Die IMPRS CoNI wird drei Forschungsbereiche der Neurowissenschaften zusammenbringen: die kognitiven Neurowissenschaften, die klinischen und translationalen Neurowissenschaften und die (Weiter-)Entwicklung neuer neurowissenschaftlicher bildgebender Verfahren und Modellierungsprozesse. Dabei sollen zunächst Erkenntnisse in der Grundlagenforschung gewonnen werden, die dann idealerweise später in die medizinische Anwendung übertragen werden oder darauf geprüft werden - etwa, wenn es um die Therapie von Schlaganfallpatienten oder Depression geht.
Grundlage der Doktorandenschule ist eine enge Kooperation mit führenden regionalen und internationalen Partnerinstitutionen, darunter die Universität Leipzig, die Fakultät für Psychologie der TU Dresden und die Fakultät für Hirnforschung am University College London.
Innerhalb der Schule werden in einem mehrstufigen und hochkompetitiven Verfahren jedes Jahr rund 25 neue Doktorand:innen aufgenommen. Sie widmen sich an einer der vier beteiligten Einrichtungen einem individuell zugeschnittenen Forschungsthema. Dabei werden sie eng von ihrem Thesis Advisory Committee begleitet, das zur Qualitätskontrolle der wissenschaftlichen Arbeit beitragen und gleichzeitig die Abhängigkeit der Promovierenden von einem einzelnen Wissenschaftler reduzieren soll.

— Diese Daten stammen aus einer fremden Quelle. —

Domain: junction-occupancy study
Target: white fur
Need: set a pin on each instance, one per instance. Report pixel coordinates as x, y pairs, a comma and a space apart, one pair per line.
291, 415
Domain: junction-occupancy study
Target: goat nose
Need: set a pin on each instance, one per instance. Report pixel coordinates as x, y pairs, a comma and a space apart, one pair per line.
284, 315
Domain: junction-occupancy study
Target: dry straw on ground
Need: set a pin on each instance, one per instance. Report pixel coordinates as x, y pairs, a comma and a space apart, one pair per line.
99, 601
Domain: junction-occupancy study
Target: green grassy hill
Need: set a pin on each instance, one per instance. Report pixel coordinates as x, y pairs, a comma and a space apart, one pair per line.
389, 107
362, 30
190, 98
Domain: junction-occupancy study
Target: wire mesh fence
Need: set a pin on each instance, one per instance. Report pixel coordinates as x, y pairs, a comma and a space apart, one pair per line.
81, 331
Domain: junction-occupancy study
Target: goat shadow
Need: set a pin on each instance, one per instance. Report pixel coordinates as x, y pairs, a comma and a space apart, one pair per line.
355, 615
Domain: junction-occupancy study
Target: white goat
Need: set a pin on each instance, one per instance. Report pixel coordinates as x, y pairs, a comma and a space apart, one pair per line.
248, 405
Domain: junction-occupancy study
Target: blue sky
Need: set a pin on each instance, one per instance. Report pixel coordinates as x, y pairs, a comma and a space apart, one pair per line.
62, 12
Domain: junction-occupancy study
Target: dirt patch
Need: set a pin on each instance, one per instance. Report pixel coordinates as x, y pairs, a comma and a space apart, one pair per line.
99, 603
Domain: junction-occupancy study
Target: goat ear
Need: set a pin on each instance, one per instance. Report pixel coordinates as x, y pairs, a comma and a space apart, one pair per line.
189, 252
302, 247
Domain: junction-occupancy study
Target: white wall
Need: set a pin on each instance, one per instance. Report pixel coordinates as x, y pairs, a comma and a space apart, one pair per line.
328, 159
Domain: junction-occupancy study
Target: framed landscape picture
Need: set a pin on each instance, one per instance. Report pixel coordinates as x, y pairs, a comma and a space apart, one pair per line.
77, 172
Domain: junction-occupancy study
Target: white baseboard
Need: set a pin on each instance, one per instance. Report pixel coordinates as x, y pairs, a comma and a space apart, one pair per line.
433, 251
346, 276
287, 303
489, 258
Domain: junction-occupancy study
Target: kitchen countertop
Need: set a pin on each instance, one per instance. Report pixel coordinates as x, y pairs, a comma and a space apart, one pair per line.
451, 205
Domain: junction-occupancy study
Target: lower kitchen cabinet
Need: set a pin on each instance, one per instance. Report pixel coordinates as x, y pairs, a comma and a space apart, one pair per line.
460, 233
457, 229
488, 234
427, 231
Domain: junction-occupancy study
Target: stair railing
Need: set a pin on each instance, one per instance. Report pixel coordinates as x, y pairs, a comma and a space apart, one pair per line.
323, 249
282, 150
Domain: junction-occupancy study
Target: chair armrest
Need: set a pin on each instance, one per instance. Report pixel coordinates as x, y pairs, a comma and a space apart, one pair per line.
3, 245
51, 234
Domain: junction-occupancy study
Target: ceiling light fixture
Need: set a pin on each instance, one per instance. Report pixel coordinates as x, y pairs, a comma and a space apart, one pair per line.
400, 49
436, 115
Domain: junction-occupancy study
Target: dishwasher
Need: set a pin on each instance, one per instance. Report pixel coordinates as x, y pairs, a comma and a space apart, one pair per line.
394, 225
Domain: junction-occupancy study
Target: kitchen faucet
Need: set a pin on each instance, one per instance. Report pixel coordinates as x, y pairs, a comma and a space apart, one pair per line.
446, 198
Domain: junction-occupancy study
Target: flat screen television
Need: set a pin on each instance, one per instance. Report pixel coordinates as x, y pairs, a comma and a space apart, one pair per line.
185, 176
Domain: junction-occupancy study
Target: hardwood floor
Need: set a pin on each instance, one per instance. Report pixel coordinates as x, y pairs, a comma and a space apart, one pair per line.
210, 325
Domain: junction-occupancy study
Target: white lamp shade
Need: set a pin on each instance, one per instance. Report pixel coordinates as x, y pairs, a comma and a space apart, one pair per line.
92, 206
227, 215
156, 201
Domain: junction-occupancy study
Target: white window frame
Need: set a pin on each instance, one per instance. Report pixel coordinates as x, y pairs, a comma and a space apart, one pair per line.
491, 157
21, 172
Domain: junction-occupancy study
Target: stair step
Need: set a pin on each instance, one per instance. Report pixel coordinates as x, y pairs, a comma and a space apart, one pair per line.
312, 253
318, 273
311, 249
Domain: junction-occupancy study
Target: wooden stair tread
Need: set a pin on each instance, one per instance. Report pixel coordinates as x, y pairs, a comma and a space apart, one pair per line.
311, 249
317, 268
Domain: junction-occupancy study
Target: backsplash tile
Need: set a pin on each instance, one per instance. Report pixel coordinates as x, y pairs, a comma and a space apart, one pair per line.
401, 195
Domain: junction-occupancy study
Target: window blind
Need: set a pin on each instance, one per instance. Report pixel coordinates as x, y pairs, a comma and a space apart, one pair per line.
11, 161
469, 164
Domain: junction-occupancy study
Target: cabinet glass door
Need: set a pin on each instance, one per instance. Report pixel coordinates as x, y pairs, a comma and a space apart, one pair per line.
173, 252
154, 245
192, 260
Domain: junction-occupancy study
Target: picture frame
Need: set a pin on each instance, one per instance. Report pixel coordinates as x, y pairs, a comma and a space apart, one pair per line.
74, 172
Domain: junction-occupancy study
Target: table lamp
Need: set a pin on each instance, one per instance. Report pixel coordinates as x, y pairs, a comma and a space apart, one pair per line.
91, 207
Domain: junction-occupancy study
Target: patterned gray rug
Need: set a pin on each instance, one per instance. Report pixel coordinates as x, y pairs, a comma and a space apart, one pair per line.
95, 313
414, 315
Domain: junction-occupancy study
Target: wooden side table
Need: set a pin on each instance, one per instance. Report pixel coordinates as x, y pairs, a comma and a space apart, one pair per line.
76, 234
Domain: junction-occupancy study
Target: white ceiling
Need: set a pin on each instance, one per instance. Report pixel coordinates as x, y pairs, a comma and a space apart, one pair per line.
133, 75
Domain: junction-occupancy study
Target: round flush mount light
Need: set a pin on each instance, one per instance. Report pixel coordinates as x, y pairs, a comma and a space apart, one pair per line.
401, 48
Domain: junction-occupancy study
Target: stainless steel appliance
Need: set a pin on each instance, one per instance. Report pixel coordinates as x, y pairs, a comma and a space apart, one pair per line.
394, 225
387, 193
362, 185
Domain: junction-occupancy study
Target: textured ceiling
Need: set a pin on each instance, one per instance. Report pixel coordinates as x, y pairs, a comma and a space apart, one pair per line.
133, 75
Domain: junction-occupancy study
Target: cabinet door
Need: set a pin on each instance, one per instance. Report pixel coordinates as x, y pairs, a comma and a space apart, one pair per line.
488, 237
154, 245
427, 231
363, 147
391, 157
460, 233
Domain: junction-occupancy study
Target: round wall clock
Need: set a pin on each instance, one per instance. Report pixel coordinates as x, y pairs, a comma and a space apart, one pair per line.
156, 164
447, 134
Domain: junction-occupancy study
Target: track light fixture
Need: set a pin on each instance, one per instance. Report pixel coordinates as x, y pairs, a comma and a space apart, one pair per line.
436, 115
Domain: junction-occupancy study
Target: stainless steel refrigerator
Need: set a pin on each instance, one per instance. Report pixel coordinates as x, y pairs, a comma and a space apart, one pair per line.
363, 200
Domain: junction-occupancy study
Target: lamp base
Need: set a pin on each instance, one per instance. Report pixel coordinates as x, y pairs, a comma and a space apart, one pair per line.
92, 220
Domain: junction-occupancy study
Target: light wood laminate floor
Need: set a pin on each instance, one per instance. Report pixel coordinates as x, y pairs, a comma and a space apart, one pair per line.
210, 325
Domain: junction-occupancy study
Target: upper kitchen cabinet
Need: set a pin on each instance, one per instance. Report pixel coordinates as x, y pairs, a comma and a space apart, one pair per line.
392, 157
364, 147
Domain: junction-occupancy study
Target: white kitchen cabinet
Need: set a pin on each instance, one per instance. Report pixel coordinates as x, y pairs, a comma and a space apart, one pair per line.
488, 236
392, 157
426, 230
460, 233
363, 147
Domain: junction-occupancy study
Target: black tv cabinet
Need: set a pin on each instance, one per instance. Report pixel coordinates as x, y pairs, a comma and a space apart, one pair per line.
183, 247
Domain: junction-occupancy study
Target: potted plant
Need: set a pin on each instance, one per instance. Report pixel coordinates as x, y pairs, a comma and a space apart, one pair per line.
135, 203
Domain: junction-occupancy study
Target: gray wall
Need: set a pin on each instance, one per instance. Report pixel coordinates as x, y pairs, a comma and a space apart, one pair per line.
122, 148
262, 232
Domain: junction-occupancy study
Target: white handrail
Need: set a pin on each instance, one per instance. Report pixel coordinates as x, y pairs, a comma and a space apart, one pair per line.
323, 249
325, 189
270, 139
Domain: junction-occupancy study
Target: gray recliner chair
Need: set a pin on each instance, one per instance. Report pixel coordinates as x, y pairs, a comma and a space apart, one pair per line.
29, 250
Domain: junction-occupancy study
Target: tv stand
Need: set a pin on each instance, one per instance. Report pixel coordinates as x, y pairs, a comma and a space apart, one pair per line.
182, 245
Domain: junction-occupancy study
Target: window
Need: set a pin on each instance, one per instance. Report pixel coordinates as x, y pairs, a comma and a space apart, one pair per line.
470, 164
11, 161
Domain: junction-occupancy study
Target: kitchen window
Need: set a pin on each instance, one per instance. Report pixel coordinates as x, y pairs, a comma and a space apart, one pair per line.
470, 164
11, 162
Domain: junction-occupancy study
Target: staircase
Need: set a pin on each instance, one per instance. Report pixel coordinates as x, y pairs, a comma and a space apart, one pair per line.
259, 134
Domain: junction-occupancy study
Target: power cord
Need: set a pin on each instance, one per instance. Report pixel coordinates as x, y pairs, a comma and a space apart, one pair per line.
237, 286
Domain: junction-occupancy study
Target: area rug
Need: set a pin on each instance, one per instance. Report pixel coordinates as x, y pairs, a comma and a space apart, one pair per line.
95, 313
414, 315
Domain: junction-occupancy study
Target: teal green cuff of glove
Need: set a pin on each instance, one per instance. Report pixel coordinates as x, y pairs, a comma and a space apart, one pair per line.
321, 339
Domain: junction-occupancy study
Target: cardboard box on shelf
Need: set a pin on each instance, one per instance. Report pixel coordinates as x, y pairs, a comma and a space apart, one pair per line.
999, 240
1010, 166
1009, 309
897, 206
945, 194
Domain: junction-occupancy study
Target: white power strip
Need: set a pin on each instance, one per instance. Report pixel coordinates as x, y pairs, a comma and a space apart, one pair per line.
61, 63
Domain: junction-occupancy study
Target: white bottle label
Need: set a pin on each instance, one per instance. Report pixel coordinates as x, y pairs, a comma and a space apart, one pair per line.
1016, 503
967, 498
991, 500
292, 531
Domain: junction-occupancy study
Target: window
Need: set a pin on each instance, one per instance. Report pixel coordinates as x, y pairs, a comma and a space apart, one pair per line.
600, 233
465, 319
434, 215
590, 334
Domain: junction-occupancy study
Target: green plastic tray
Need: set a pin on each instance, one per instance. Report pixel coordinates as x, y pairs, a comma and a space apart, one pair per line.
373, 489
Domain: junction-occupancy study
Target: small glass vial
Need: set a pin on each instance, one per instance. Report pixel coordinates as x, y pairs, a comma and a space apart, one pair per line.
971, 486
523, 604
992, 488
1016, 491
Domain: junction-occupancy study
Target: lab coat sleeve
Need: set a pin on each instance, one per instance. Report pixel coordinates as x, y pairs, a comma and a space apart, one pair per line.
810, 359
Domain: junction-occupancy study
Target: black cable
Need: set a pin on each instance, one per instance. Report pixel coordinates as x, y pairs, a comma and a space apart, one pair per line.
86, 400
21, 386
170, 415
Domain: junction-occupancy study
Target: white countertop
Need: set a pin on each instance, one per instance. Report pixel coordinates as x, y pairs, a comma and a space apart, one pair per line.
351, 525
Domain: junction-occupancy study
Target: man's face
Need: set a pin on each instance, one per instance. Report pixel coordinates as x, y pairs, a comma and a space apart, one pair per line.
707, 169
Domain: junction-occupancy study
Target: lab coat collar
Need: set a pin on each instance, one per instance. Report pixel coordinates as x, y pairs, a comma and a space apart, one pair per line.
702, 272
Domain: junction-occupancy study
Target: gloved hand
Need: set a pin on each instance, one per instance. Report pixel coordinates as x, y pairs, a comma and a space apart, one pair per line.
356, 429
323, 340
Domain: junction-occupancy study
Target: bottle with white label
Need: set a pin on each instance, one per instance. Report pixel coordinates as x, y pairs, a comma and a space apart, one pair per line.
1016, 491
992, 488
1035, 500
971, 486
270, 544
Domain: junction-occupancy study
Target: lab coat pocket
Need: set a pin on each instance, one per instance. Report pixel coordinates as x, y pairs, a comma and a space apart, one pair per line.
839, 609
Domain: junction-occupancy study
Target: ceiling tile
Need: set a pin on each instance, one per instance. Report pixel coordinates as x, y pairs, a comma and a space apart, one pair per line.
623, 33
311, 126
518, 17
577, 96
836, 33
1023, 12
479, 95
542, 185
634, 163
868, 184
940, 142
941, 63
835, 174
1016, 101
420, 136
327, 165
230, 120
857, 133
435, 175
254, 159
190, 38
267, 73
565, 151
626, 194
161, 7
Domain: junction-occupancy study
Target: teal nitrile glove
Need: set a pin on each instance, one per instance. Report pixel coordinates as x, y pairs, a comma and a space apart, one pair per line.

Weitere Forschungsbereiche
Neben den bereits genannten Schwerpunkten gibt es am Max-Planck-Institut für neurologische Forschung eine Vielzahl weiterer Forschungsbereiche, die sich mit unterschiedlichen Aspekten des Gehirns und seiner Funktionen beschäftigen. Dazu gehören:
- Pädagogische und Entwicklungspsychologie: Erforschung des Einflusses von Schulbildung, insbesondere des Erlernens von Lesen und Rechnen, auf das Gehirn.
- Kognitive Neurowissenschaften: Untersuchung der neuronalen Mechanismen, die kognitiven Funktionen wie Arbeitsgedächtnis, Sprache, kognitive Kontrolle und Entscheidungsfindung zugrunde liegen.
- Mathematische Modellierung und Simulation: Modellierung und Simulation raumzeitlicher Prozesse, insbesondere der Zellmotilität.
- Individualisierte Psychotherapie: Entwicklung und Evaluation von evidenzbasierten individualisierten bzw. personalisierten Psychotherapiekonzepten.
- Frontoparietale Gehirnnetzwerke: Untersuchung der funktionellen Rolle und der Topografie des frontoparietalen Netzwerks bei individuellen Personen.
- Einfluss der physikalischen Umwelt: Erforschung der Auswirkungen der physikalischen Umwelt auf das Individuum, insbesondere die Komplexität der Umweltfaktoren und deren Einfluss auf die Plastizität des Hirns und auf Veränderungen des Verhaltens.